We did this merging with the corpulent recordsdata impart  in case we want to manufacture different forms of analyses with this knowledge. As an instance, we genuinely catch counts of fireplace on days and we additionally catch complete spot of fireplace burned (from the polygons).  These variables may maybe maybe maybe maybe consequence in other inviting diagnosis within the prolonged crawl.

Wrap Up

Let’s wrap up and seek at the total perfect work we had been in a set to manufacture the enlighten of SQL for recordsdata science. We took some tables imported from raw recordsdata, turned dates and time into extra usable formats, aggregated the fireplace events, stored the geometries intact, created a code for event versus now not event, and created a sizable master recordsdata impart.

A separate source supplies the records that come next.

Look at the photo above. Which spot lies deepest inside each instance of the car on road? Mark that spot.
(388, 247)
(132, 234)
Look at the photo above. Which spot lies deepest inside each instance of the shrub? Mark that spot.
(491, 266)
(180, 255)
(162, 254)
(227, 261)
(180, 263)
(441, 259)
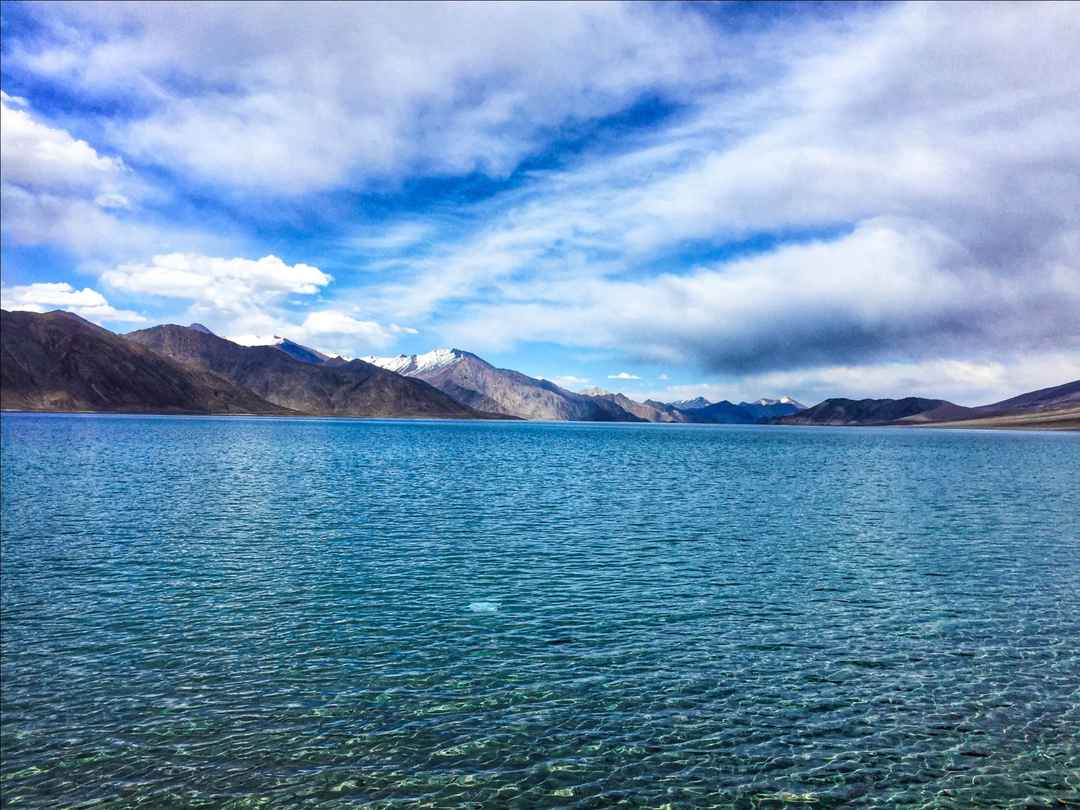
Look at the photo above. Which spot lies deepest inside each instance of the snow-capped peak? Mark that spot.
(781, 401)
(414, 364)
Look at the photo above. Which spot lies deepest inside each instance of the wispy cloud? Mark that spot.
(42, 297)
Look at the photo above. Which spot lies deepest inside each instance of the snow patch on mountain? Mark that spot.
(414, 364)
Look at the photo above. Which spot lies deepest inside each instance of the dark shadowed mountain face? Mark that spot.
(349, 389)
(477, 383)
(1047, 399)
(650, 412)
(720, 413)
(59, 362)
(694, 404)
(867, 412)
(302, 353)
(764, 409)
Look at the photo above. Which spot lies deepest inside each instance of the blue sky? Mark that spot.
(729, 200)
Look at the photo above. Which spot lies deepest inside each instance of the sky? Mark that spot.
(732, 200)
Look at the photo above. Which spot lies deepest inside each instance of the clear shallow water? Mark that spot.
(242, 612)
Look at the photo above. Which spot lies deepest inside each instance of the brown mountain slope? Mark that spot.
(349, 389)
(59, 362)
(839, 410)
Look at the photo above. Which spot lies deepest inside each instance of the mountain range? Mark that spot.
(477, 383)
(57, 361)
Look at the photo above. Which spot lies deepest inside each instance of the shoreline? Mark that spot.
(1068, 427)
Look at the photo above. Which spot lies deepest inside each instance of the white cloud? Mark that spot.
(54, 187)
(57, 189)
(233, 285)
(369, 91)
(45, 296)
(949, 200)
(43, 158)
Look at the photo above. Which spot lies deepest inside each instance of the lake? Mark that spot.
(297, 612)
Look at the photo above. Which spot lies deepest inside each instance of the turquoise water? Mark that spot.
(244, 612)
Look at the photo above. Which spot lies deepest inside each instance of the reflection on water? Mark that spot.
(230, 612)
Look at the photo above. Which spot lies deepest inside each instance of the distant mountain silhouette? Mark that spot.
(350, 389)
(839, 410)
(58, 361)
(477, 383)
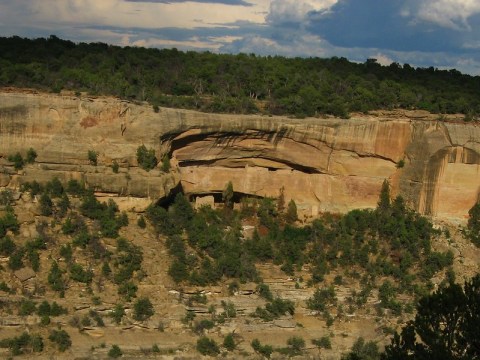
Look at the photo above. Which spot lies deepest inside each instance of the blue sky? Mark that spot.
(439, 33)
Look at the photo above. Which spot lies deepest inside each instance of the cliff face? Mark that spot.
(324, 164)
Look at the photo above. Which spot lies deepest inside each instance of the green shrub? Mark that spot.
(61, 338)
(117, 313)
(26, 307)
(22, 344)
(263, 290)
(55, 278)
(142, 309)
(115, 352)
(45, 309)
(15, 261)
(46, 205)
(324, 342)
(264, 350)
(6, 197)
(322, 298)
(128, 290)
(166, 166)
(92, 157)
(207, 346)
(97, 317)
(202, 325)
(229, 342)
(146, 158)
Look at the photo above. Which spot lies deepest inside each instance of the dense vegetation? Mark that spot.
(234, 83)
(388, 249)
(383, 252)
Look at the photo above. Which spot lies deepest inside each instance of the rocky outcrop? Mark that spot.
(324, 164)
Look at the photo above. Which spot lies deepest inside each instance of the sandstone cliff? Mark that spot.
(324, 164)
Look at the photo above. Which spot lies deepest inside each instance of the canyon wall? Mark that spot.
(323, 164)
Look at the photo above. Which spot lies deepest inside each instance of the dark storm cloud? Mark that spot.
(390, 25)
(225, 2)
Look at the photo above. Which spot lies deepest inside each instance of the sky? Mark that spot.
(444, 34)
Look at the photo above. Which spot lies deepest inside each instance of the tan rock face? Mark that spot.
(324, 164)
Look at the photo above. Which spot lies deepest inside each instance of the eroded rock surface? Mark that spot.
(323, 164)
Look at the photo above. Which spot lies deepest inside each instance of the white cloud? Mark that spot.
(295, 11)
(119, 13)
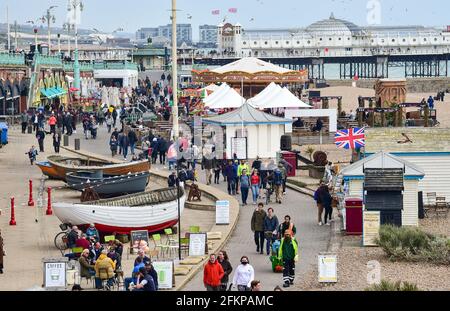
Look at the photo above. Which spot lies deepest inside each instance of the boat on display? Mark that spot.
(64, 165)
(152, 211)
(47, 169)
(107, 185)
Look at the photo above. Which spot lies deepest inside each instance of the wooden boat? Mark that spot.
(64, 165)
(153, 211)
(47, 169)
(107, 185)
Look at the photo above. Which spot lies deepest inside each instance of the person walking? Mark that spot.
(270, 228)
(227, 269)
(52, 122)
(40, 136)
(255, 183)
(24, 118)
(113, 145)
(288, 254)
(244, 181)
(244, 275)
(56, 142)
(257, 226)
(212, 274)
(278, 183)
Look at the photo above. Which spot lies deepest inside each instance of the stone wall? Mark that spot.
(416, 85)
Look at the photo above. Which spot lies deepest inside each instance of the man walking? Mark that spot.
(257, 226)
(212, 274)
(288, 254)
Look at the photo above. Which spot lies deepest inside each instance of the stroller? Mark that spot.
(277, 264)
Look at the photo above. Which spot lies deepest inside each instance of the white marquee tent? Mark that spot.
(274, 96)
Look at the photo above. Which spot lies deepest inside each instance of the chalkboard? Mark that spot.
(136, 238)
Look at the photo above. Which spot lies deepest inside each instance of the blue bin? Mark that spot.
(4, 137)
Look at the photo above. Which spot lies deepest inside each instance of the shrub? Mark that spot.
(387, 286)
(412, 244)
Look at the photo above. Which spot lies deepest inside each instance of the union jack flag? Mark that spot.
(350, 139)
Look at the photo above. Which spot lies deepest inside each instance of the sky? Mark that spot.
(109, 15)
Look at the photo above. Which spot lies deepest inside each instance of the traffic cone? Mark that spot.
(12, 222)
(49, 202)
(30, 198)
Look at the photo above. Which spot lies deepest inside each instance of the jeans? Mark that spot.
(288, 271)
(231, 186)
(255, 193)
(259, 241)
(328, 213)
(244, 191)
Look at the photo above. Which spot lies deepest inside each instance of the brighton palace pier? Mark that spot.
(368, 52)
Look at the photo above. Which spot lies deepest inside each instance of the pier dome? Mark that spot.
(334, 27)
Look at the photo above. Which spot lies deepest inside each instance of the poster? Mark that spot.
(327, 268)
(371, 228)
(222, 212)
(197, 244)
(55, 274)
(137, 237)
(164, 269)
(239, 147)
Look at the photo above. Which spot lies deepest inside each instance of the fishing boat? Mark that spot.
(64, 165)
(47, 169)
(152, 211)
(107, 185)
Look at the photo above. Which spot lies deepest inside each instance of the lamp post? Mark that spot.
(49, 18)
(76, 5)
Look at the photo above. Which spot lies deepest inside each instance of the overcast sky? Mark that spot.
(108, 15)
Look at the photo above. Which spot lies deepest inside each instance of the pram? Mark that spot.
(277, 264)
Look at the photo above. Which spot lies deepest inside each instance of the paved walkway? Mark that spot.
(312, 238)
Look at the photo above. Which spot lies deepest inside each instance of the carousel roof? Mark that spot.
(250, 65)
(246, 115)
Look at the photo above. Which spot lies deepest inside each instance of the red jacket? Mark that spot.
(213, 273)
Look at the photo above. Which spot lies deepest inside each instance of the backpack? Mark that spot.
(277, 177)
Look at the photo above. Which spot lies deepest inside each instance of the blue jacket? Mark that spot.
(270, 224)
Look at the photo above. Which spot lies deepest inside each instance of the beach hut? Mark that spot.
(261, 136)
(404, 196)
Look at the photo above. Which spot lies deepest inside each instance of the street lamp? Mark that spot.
(76, 5)
(49, 18)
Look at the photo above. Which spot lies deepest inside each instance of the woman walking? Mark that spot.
(244, 275)
(255, 182)
(227, 268)
(244, 181)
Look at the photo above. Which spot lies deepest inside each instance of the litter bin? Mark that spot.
(353, 216)
(291, 158)
(4, 133)
(77, 144)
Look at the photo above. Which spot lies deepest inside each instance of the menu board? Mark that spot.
(327, 268)
(137, 237)
(371, 228)
(222, 212)
(197, 244)
(164, 269)
(55, 274)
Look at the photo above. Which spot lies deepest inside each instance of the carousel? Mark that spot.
(254, 74)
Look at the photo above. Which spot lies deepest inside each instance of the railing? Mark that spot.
(40, 59)
(12, 59)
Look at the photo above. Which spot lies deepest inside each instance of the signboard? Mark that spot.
(197, 244)
(327, 268)
(239, 147)
(137, 237)
(165, 270)
(55, 273)
(222, 212)
(371, 227)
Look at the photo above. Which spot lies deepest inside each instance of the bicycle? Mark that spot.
(61, 238)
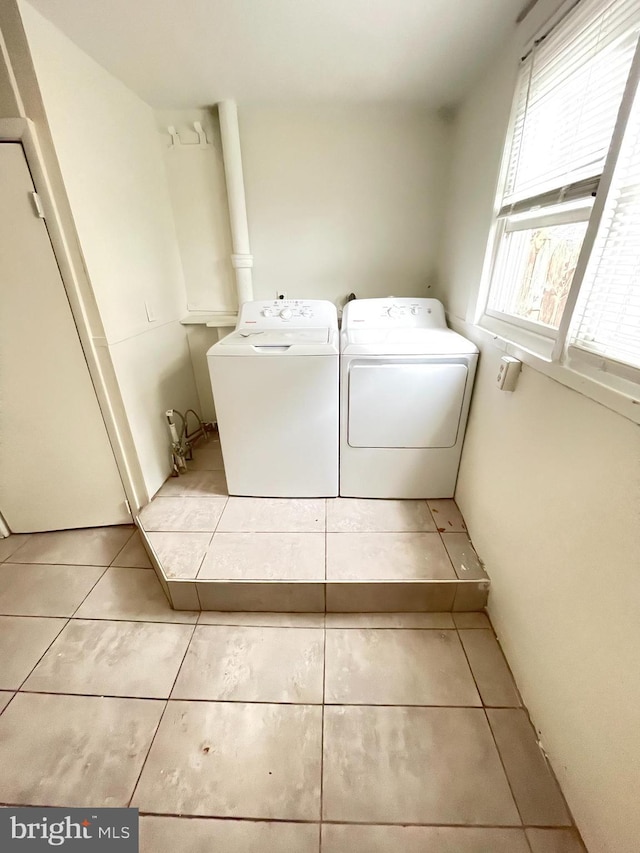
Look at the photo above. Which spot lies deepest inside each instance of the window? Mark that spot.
(565, 277)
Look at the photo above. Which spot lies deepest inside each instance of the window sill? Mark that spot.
(619, 395)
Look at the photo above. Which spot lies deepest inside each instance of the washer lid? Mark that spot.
(277, 342)
(405, 342)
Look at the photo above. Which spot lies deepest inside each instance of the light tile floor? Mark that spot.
(239, 732)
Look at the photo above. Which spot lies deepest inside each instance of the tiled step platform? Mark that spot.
(215, 552)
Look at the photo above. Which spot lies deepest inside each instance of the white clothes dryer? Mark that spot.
(405, 389)
(275, 388)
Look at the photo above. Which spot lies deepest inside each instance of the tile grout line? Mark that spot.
(37, 663)
(91, 590)
(124, 546)
(302, 822)
(164, 710)
(486, 716)
(208, 548)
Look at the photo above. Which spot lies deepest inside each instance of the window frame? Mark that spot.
(535, 342)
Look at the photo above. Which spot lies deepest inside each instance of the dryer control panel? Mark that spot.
(279, 313)
(402, 312)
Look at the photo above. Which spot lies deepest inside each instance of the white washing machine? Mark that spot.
(405, 389)
(275, 388)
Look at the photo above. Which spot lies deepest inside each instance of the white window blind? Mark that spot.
(568, 95)
(607, 316)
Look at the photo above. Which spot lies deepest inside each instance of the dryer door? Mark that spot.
(405, 405)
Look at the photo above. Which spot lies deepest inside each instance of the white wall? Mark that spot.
(343, 199)
(550, 487)
(107, 145)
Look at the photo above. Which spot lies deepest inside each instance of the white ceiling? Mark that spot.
(187, 53)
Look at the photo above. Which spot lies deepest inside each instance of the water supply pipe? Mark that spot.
(241, 259)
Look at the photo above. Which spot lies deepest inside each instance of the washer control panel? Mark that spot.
(402, 312)
(278, 313)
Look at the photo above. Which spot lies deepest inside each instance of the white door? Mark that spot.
(57, 468)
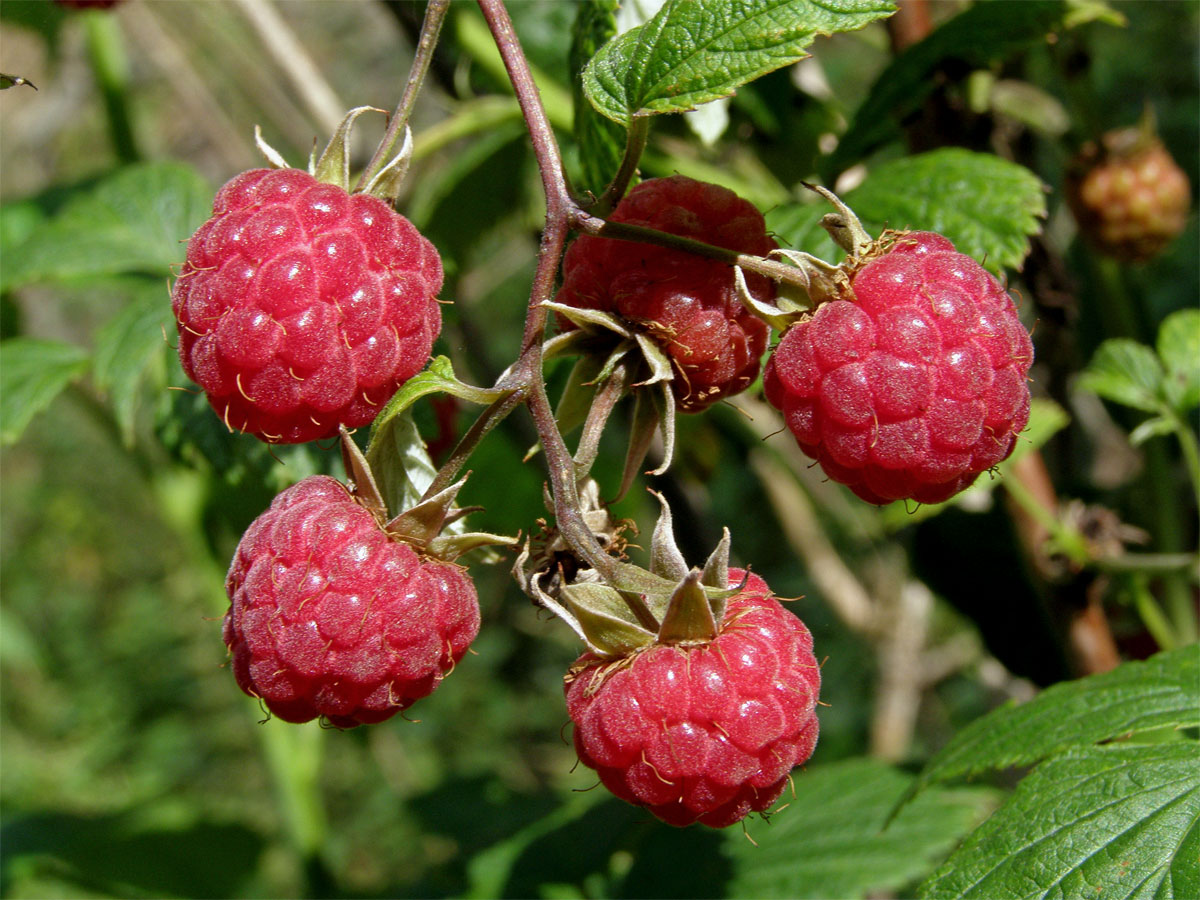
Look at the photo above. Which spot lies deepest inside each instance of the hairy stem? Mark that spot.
(435, 15)
(527, 371)
(487, 420)
(774, 270)
(635, 143)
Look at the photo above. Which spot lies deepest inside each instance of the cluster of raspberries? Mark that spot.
(303, 307)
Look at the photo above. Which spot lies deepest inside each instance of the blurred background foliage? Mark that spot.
(133, 767)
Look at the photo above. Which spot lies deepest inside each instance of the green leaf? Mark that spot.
(601, 142)
(987, 205)
(696, 51)
(978, 37)
(396, 453)
(132, 221)
(1155, 427)
(1126, 372)
(1162, 691)
(437, 378)
(129, 346)
(33, 372)
(832, 841)
(1179, 347)
(1116, 821)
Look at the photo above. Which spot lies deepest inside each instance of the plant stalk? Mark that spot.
(435, 15)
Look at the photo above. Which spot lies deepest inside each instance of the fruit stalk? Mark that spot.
(435, 15)
(111, 67)
(526, 375)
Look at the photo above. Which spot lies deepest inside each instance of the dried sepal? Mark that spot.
(666, 559)
(387, 183)
(273, 156)
(610, 624)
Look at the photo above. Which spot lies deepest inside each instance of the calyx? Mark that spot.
(333, 167)
(633, 609)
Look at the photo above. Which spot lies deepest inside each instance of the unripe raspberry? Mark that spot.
(1131, 198)
(916, 385)
(703, 733)
(688, 304)
(330, 617)
(303, 307)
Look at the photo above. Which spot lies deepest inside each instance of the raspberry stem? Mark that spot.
(635, 143)
(435, 15)
(589, 223)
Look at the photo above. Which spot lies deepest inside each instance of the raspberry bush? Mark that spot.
(354, 534)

All of this used to be carried out with traces of code, no manual steps. Doing our recordsdata shaping this system makes our route of without complications repeatable if we’d like to manufacture it yet again. We would also very neatly set it in a script and automate the importing of original recordsdata. On a non-public mark, it makes my lifestyles so straight forward if I have to invent a brand original version of the dataset or import the recordsdata to a brand original server.

I am hoping you learned this code and the examples well-known to your recordsdata science work (here is the github repo for it). What’s your skills with the enlighten of SQL to shape your recordsdata sooner than doing diagnosis? Attain you catch got some guidelines or suggestions you would take to fragment? Drag away us comment below or on the Crunchy Files twitter story. Comprise stress-free with your diagnosis and code on!

Duvet image By Annette Spithoven, NL 

Read More

Leave A Reply

Your email address will not be published.